Date of Award

12-2012

Degree Type

Thesis

Degree Name

Master of Arts

Major

Anthropology

Major Professor

Amy Z. Mundorff

Committee Members

Graciela S. Cabana, Dawnie Wolfe Steadman

Abstract

DNA testing is an essential tool for human identification, particularly from skeletal remains. Therefore it is important to understand how different processing methods used to clean and prepare bones for research and analysis influence the recoverability of CODIS marker DNA from skeletal remains. Thirteen elements from three sets of recently skeletonized remains were macerated with hot water, scanned by computed tomography (CT), X-rayed, or exposed to a combination of the three methods. The number of CODIS marker loci, relative fluorescent units (RFU) values and DNA yields were compared to an unprocessed control group to determine if there was a significant difference in STR-DNA recoverability between processed and unprocessed remains.

The RFU values differed significantly between the processed and unprocessed groups (p=0.000) and among samples from each separate processing treatment. CODIS-DNA yields showed a different pattern. None of the processing methods significantly affected yield. There was a significant difference in the profile completeness (number of loci) between the overall group of processed and unprocessed remains (p=0.007). However, results indicate no significant difference when comparing each method individually. Due to the inconsistencies between the different measures of DNA quality and quantity, it is still unclear how these three processing methods affect DNA recovery from skeletal remains.

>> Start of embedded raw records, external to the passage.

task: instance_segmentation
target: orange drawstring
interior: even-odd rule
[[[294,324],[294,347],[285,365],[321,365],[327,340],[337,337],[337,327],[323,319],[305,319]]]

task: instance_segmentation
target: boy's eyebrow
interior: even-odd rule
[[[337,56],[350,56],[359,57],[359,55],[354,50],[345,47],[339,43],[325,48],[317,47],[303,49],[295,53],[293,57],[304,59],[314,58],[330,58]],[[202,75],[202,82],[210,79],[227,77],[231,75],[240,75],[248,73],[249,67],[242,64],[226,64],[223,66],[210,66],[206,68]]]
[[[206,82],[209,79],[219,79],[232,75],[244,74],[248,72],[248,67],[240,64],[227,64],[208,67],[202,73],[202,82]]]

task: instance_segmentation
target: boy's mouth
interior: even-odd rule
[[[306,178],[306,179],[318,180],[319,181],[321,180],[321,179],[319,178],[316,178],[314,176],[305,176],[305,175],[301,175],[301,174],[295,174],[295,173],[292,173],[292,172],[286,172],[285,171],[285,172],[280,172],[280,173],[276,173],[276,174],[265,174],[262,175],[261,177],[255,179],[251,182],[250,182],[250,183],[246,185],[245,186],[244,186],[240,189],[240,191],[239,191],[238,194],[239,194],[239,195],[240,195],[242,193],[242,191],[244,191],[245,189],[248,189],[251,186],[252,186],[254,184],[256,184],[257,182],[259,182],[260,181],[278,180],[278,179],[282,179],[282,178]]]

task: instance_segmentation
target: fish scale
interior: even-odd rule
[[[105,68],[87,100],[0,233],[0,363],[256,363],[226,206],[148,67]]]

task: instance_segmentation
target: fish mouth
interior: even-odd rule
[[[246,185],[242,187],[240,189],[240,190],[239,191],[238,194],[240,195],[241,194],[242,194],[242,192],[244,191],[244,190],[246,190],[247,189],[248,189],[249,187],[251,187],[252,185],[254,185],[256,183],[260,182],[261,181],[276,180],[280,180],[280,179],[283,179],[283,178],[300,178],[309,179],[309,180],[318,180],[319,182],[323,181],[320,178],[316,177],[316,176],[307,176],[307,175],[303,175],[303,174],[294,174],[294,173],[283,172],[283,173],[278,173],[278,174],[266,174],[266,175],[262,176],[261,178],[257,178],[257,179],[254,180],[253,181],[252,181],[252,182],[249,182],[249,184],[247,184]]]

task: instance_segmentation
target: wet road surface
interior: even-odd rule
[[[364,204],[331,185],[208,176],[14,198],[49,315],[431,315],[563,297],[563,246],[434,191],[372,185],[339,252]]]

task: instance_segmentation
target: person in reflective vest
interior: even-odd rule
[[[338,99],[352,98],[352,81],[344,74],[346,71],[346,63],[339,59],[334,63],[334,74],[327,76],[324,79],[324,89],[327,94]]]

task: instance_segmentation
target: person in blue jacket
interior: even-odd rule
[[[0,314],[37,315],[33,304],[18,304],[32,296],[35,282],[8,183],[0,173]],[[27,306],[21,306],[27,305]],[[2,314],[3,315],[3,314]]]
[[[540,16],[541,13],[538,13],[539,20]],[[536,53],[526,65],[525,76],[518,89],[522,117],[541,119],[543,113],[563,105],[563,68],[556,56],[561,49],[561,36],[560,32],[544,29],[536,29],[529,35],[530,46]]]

Identifications are established by amplifying a standard set of CODIS marker loci comprising a “complete profile,” but complete profiles do not indicate an equal recovery of CODIS marker DNA between samples. It is only necessary for the quantity of CODIS marker DNA to exceed a minimum RFU threshold for a locus to be identified. Since processing skeletal remains appears to reduce RFU values, maintaining an unprocessed element from every skeleton would maximize CODIS marker preservation for future testing without significantly changing current processing procedures.